Wir haben bestimmt nichts unanständiges vor, nur wir dachten, dass doch vielleicht irgendwo da draußen mal eine Frau ist, die auch gentoo benutzt... Dann könnte man doch mit einigen Vorurteilen aufräumen...

----------

## ian!

 *_Salsero_ wrote:*   

> Wir haben bestimmt nichts unanständiges vor, nur wir dachten, dass doch vielleicht irgendwo da draußen mal eine Frau ist, die auch gentoo benutzt... Dann könnte man doch mit einigen Vorurteilen aufräumen...

 

Gibt es... zwar scheinbar nicht "direkt um die Ecke", aber es gibt sie...

z.B.: Brandy

Gruß,

ian!

----------

## ruth

hi jungs und mädels,

gibts eigentlich mittlerweile einen müncher gentoo stammtisch oder ist mal wieder ein treffen geplant?

(wömöglich mit'n paar leuten aus dem forum?)  :Wink: 

sagt doch bitte mal bescheid, ja?

gruss

rootshell

----------

## Fibbs

Na logo gibt es den!

Und zwar immer am zweiten Donnerstag des Monats um 19.00 Uhr im Cafe Neuhausen in München => http://www.cafe-neuhausen.de.

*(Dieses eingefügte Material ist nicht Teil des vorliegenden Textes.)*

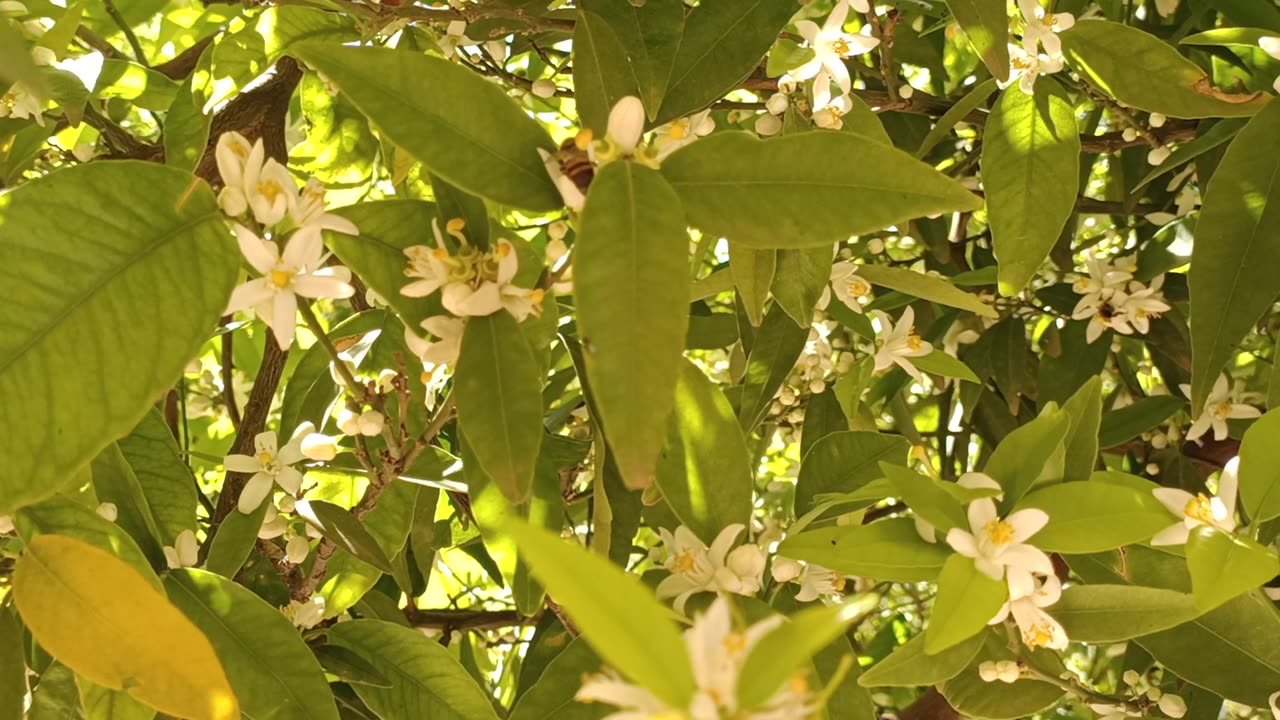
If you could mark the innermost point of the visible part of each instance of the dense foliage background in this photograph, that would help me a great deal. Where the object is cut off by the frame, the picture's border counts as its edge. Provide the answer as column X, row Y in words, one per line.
column 736, row 359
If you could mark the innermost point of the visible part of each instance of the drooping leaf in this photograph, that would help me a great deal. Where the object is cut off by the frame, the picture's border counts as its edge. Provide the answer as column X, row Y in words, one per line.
column 631, row 282
column 772, row 194
column 104, row 251
column 1031, row 167
column 123, row 638
column 1143, row 72
column 499, row 400
column 462, row 127
column 426, row 679
column 617, row 614
column 269, row 666
column 1237, row 241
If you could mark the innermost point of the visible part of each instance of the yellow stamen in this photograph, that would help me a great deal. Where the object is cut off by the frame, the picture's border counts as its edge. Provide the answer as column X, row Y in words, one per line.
column 999, row 532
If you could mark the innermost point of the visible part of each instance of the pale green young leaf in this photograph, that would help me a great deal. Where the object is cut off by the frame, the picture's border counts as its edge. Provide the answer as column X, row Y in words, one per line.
column 1031, row 168
column 631, row 283
column 461, row 126
column 617, row 614
column 104, row 251
column 272, row 670
column 772, row 194
column 1237, row 244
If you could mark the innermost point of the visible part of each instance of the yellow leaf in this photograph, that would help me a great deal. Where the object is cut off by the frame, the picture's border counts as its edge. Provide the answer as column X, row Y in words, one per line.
column 99, row 616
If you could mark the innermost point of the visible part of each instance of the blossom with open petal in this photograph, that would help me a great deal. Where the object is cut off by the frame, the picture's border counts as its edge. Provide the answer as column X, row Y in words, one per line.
column 269, row 465
column 717, row 651
column 1217, row 410
column 899, row 343
column 298, row 270
column 1201, row 509
column 999, row 545
column 695, row 568
column 1028, row 596
column 183, row 552
column 831, row 46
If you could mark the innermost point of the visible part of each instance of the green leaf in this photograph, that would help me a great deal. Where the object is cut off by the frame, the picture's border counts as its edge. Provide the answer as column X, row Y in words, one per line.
column 1237, row 242
column 1095, row 516
column 986, row 24
column 1127, row 423
column 1146, row 73
column 344, row 531
column 119, row 638
column 602, row 73
column 1033, row 452
column 13, row 666
column 1260, row 469
column 64, row 516
column 650, row 35
column 1106, row 614
column 773, row 354
column 926, row 497
column 704, row 473
column 721, row 45
column 269, row 666
column 1084, row 409
column 753, row 274
column 465, row 128
column 426, row 679
column 631, row 286
column 926, row 287
column 773, row 194
column 887, row 550
column 791, row 645
column 845, row 461
column 938, row 363
column 104, row 251
column 499, row 400
column 1224, row 565
column 1031, row 165
column 799, row 281
column 617, row 614
column 909, row 666
column 968, row 598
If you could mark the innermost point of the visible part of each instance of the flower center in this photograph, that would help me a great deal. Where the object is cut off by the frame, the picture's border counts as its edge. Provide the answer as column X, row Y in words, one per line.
column 999, row 532
column 1200, row 507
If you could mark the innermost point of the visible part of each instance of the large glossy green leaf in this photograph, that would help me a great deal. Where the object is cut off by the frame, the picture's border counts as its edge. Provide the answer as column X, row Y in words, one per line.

Beim nächsten Treffen am 12.02. werde ich persönlich zwar nicht dabei sein, ich freue mich aber trotzdem, wenn neue Leute zu uns finden.

Bis denne!

_Salsero_

----------

## spitzwegerich

 *Quote:*   

> Wenn Ladies kommen, die gentoo-Benutzerdasein nachweisen können, werden diese, bis zu einem gewissen Grad natürlich, Getränketechnisch von uns Kerls eingeladen.

 

Das "bis zu einem gewissen Grad natürlich" war schon gemeint als "unter 9 Weißbier gibts nix", oder?

Handelt es sich bei der erwähnten mailing-Liste um was münchenspezifisches?

----------

## Lenz

So, diesmal werde ich auch dabei sein. Komme so gegen 19 Uhr.

Gruß,

Lenz.

----------

## Fibbs

Wird ja ne richtig große Runde diesmal... 

und ich kann nicht dabei sein, grmpf!

Aber egal, nächsten Monat wird es hoffentlich auch wieder voll!

Ich wünsche Euch viel Spaß!

----------

## Fibbs

Supi, heute morgen hab ich erfahren, dass mein Kurs in Darmstadt ausfällt und ich deswegen jetzt frei habe.

Also dann, bis Donnerstag!

----------

## Fibbs

Es gibt Bilder vom Stammtisch:

http://christiananton.de/gallery/gentoo-muc-2003-12-02

Weitere Bilder werden im Laufe der Nacht bzw. morgen noch folgen.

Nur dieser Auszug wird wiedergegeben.